How to get Text data of wikipedia
When you start to get in Deep Learning or Machine Learning, you must have data to train and test with your machin learning algorithm.
Basically, MNIST data or CIFAR-10 and so forth are given with Deap Learning and Machine learning framework like Tensorflow.
Even in tensorflow You easily get data of MNIST by calling some function like this.
from tensorflow.examples.tutorials.mnist import input_data
mnist = input_data.read_data_sets("MNIST_data/", one_hot=True)
If you know how to get MNIST data with Tensorflow, refer to MNIST of Tensorflow or My blog(hyunyoung2.github.io)’s Howt get and use MNIST in Tensorflow
BUT, If you want to ust text data, Normally You have to do crawling or get from someone who has the data you want.
In the case of crawling, you also have to parsing the data which you crawled, That is so annoying.
So I will introduce more easy way to get text data with wikipedia.

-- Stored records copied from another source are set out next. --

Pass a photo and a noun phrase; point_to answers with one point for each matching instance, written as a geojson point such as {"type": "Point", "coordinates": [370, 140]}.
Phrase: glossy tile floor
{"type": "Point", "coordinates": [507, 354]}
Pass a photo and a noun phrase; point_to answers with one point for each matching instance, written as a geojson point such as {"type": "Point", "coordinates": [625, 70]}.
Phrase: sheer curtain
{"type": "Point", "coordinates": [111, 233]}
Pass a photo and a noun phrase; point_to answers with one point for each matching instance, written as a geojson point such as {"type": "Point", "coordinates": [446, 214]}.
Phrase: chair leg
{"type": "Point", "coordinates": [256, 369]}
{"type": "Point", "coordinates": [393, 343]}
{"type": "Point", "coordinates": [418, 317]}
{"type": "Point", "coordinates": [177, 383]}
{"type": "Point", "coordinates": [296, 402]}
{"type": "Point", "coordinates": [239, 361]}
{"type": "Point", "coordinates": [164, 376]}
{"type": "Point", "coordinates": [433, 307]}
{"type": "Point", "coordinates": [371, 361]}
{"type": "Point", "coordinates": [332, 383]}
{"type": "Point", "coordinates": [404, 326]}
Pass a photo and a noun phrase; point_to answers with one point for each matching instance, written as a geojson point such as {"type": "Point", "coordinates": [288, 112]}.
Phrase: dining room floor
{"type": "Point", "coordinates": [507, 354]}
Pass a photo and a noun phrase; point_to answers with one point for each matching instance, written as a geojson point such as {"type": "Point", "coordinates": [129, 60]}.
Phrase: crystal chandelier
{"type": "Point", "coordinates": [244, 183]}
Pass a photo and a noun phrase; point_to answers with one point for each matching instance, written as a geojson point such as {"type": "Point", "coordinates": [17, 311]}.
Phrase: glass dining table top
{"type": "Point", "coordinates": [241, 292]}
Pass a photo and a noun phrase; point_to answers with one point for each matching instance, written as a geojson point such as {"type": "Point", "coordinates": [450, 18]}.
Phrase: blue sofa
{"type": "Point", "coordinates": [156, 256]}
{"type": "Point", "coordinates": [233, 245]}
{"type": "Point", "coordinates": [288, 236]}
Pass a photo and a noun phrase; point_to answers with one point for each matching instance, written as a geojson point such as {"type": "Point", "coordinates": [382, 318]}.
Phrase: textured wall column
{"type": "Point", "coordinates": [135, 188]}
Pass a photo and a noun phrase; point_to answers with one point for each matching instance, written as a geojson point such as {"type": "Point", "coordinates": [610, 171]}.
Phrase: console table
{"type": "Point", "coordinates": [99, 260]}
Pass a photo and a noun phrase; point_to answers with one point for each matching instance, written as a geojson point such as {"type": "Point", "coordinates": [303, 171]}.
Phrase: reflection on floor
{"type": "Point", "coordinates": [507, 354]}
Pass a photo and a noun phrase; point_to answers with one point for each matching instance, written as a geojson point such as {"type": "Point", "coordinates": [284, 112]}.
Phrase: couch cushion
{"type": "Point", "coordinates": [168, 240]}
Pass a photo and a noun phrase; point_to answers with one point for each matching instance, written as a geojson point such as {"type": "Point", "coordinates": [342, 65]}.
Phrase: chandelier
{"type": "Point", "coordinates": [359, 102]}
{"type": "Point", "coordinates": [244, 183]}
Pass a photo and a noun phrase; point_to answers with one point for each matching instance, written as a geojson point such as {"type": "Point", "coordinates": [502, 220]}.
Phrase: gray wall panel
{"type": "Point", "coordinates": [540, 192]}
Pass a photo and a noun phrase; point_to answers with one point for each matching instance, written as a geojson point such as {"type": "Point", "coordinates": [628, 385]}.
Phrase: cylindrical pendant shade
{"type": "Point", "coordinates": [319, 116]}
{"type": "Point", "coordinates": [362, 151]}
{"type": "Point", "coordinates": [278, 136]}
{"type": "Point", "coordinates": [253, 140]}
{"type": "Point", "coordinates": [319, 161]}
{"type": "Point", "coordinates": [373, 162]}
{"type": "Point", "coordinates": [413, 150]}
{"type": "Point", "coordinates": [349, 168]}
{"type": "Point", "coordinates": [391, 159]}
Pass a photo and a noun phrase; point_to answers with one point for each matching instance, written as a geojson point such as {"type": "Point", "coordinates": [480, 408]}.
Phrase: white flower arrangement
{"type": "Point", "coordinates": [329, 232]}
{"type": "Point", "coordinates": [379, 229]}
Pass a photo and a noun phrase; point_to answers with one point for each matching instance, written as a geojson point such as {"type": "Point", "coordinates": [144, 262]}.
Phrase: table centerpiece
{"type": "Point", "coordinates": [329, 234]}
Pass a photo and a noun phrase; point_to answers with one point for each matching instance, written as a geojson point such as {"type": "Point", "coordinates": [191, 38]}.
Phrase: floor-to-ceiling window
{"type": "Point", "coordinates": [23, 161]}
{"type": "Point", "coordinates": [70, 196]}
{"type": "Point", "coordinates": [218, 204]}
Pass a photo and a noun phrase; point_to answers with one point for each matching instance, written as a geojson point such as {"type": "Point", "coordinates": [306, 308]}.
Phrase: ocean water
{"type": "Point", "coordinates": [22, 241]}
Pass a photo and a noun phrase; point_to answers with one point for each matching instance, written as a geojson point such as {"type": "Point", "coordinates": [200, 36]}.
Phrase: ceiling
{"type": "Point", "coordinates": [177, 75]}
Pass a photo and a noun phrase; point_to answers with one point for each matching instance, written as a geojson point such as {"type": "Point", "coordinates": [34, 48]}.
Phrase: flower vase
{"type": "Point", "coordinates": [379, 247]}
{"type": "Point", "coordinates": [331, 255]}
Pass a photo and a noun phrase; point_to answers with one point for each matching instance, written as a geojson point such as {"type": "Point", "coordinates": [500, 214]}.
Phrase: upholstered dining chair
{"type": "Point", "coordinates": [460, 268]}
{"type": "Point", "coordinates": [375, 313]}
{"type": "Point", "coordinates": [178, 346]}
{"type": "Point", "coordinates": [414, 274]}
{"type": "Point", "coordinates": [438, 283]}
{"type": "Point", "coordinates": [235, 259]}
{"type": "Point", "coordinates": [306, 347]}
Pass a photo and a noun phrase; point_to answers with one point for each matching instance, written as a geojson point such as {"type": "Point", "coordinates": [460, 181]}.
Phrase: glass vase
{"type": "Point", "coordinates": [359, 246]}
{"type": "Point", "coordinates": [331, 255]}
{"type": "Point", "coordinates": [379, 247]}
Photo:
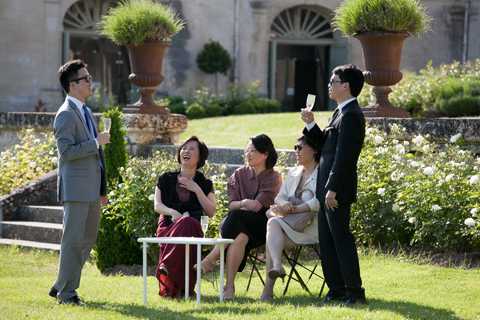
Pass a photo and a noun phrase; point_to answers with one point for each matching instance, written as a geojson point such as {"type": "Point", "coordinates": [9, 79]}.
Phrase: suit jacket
{"type": "Point", "coordinates": [342, 143]}
{"type": "Point", "coordinates": [80, 175]}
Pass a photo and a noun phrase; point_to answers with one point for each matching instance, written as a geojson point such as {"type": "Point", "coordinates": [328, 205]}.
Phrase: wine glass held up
{"type": "Point", "coordinates": [107, 124]}
{"type": "Point", "coordinates": [310, 102]}
{"type": "Point", "coordinates": [204, 224]}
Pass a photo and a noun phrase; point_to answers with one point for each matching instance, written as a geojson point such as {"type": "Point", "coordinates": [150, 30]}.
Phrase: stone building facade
{"type": "Point", "coordinates": [288, 45]}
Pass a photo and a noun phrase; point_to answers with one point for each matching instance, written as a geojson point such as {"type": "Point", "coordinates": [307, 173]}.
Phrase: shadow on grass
{"type": "Point", "coordinates": [141, 312]}
{"type": "Point", "coordinates": [409, 310]}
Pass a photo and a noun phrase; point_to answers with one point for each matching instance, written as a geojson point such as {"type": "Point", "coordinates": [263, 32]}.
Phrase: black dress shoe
{"type": "Point", "coordinates": [53, 292]}
{"type": "Point", "coordinates": [352, 300]}
{"type": "Point", "coordinates": [333, 297]}
{"type": "Point", "coordinates": [75, 300]}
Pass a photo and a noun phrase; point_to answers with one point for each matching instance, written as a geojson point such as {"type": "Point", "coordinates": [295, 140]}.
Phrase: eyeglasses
{"type": "Point", "coordinates": [332, 81]}
{"type": "Point", "coordinates": [87, 78]}
{"type": "Point", "coordinates": [247, 151]}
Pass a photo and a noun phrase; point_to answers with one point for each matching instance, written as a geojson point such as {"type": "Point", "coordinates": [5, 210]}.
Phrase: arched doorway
{"type": "Point", "coordinates": [107, 62]}
{"type": "Point", "coordinates": [301, 42]}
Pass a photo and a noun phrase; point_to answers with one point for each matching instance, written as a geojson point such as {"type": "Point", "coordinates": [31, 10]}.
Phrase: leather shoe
{"type": "Point", "coordinates": [352, 300]}
{"type": "Point", "coordinates": [75, 300]}
{"type": "Point", "coordinates": [333, 297]}
{"type": "Point", "coordinates": [53, 292]}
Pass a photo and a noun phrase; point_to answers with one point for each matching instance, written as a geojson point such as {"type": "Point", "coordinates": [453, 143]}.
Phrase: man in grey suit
{"type": "Point", "coordinates": [81, 181]}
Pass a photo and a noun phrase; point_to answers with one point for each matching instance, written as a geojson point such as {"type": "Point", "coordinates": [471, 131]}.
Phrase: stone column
{"type": "Point", "coordinates": [50, 90]}
{"type": "Point", "coordinates": [260, 40]}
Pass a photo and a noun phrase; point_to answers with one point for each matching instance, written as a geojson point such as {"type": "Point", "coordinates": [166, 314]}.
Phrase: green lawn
{"type": "Point", "coordinates": [396, 289]}
{"type": "Point", "coordinates": [234, 131]}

how to Download and Parse wikipedia.
Wikipedia provide text dump file per languages. Because that data is given as xml format.
you have to parse the xml after download.
If you want to download wikimedia file, vist here, wikimedia.
In my case, I will deal with Korean language. So If you want to download Korean language file, vist kowiki
After getting in the URL, click date you want to download.
wikimedia provide a variety of dump files as xml. Basically, I think it is enough to use pages-article.xml.bz2 dump file among the dump files for you.
When I made word2vec. I used it from https://dumps.wikimedia.org/kowiki/latest/kowiki-latest-pages-articles.xml.bz2
And If you want to download another language, Just change ko to thing you want in kowiki. i.e ko indicates korean. as en short for english. likewise utilize some word which represents another country language.
When you finish downloading dump file of wikimedia. you have to parse it. But don’t worry about it.
Already someone made it to parse wikimedia file as opensource. I recommend you a opensource, Wikiextractor’s github.
The way to use the opensource is “git clone https://github.com/attardi/wikiextractor.git”
Wikiextractor
The following is the result of running wikiextractor.py with wikimedia dump file.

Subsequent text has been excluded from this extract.